KIRO 7 News reached out to Bridge Industrial to get more details about the project, Sunday’s incident, if the woman involved works for the company and its response about the protestors’ accusations.

We are still waiting to hear back.

Zuber-Fantulin said he has filed a report with the police department.

Tacoma police confirmed there were no arrests or charges have not been filed. No other details were shared.


KIRO 7 News reached out to the City of Tacoma to get more details about the project.

A spokesperson for the city said Bridge Industrial fulfilled a number of required conditions to develop the land, as required by state and local laws.

Officials said the developer was required to complete the associated environmental review that is required by the State Environmental Policy Act and complete a Critical Areas Permit related to the wetland and forested area on the western portion of the site.

The city said the conditions included the following:

· Completing restoration, enlargement, and enhancement of the wetlands and stream

· Protecting the Garry Oak trees on site and providing excess plantings to compensate for the one being removed

· Preserving and enhancing the steep slope and treed areas on the western portion of the site

· Recording these protections permanently on the title to the property

· Providing monitoring of all plantings until they are well established

According to the city’s website, the developer will be required to monitor traffic generated by each tenant and to ensure it does not exceed the required thresholds.
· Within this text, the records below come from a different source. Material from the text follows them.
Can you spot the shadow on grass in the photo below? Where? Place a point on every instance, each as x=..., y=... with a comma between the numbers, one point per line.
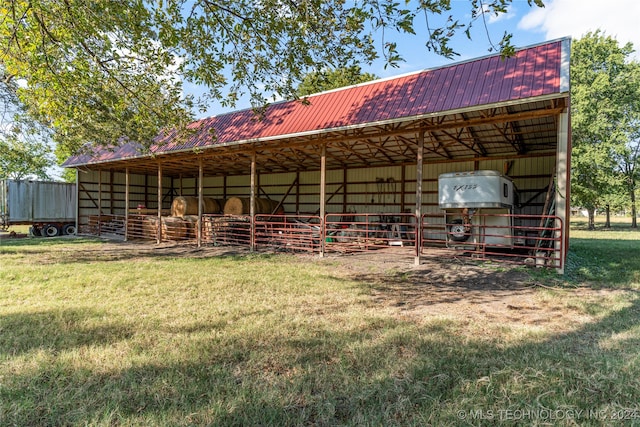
x=604, y=262
x=381, y=372
x=84, y=250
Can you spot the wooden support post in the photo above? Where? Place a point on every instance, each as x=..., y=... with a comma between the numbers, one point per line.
x=419, y=164
x=99, y=202
x=344, y=193
x=200, y=201
x=159, y=231
x=298, y=192
x=111, y=201
x=403, y=181
x=323, y=195
x=252, y=202
x=77, y=201
x=126, y=204
x=563, y=165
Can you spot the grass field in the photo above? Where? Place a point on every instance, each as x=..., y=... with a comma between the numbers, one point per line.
x=93, y=333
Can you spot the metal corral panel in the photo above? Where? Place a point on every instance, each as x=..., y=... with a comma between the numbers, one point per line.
x=34, y=201
x=475, y=189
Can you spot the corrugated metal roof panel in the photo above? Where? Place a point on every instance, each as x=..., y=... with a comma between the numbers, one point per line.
x=531, y=72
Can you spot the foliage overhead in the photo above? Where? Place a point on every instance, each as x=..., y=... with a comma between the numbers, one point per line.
x=99, y=71
x=20, y=159
x=24, y=143
x=323, y=80
x=605, y=108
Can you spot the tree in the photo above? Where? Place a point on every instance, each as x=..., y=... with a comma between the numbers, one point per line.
x=327, y=79
x=628, y=156
x=602, y=79
x=24, y=144
x=101, y=72
x=21, y=159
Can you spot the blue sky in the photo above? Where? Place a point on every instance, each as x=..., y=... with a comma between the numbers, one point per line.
x=529, y=25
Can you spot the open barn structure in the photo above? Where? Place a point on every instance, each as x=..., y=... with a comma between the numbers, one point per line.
x=466, y=159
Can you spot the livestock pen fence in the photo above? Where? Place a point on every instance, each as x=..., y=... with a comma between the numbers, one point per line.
x=511, y=238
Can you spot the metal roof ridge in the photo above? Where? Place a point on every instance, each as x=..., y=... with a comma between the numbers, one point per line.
x=385, y=79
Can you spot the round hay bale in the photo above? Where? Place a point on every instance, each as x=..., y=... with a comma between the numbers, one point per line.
x=150, y=227
x=188, y=205
x=191, y=222
x=174, y=228
x=237, y=206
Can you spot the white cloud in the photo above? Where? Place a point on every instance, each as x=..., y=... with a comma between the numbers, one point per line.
x=575, y=18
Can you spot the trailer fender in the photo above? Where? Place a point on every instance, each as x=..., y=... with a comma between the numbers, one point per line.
x=69, y=229
x=50, y=230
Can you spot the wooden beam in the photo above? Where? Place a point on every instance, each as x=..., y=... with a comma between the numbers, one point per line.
x=127, y=182
x=159, y=231
x=252, y=202
x=200, y=202
x=418, y=211
x=323, y=194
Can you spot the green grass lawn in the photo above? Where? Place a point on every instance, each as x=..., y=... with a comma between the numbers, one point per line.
x=94, y=334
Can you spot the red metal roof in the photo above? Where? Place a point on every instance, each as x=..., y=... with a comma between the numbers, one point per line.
x=531, y=72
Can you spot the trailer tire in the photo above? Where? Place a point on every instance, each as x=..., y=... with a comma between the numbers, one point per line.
x=458, y=231
x=69, y=229
x=50, y=230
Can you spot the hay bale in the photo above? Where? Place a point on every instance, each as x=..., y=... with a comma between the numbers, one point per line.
x=150, y=227
x=174, y=228
x=188, y=205
x=241, y=206
x=191, y=222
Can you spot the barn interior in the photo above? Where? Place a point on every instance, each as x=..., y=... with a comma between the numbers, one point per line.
x=374, y=182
The stormwater system is also in place to collect any water that will seep into the soil, the website said, which will filter the water and disperse it back into the stream or into the ground. However, there were no details on how much water collected would be filtered.

A spokesperson told KIRO 7 News that the city could not perform its own environmental impact assessment of the project at this point in time. The city said it had completed an environmental review before it issued the development permits, as required by state and local laws.

KIRO 7 News asked if the Tacoma-Pierce County Health Department assessed the impact of the project.

The spokesperson referred us to the agency.

A spokesperson for the Tacoma-Pierce County Health Department said they are working to get more information, and referred us back to the City of Tacoma and its website.

The City of Tacoma said it recently entered into a $150,000 pilot agreement with the health department to conduct comprehensive Health Impact Assessments on key zoning changes and land-use ordinances. The health department will assess the targeted land and inform city council members on the potential health implications of future land use and choices.

The current 150-acre project will not be affected by this new effort, the spokesperson said.

It’s not clear what the property taxes of the warehouse will be, officials said, since there are no details on the potential tenants.

The City of Tacoma said the public’s input was included and considered leading up to the project.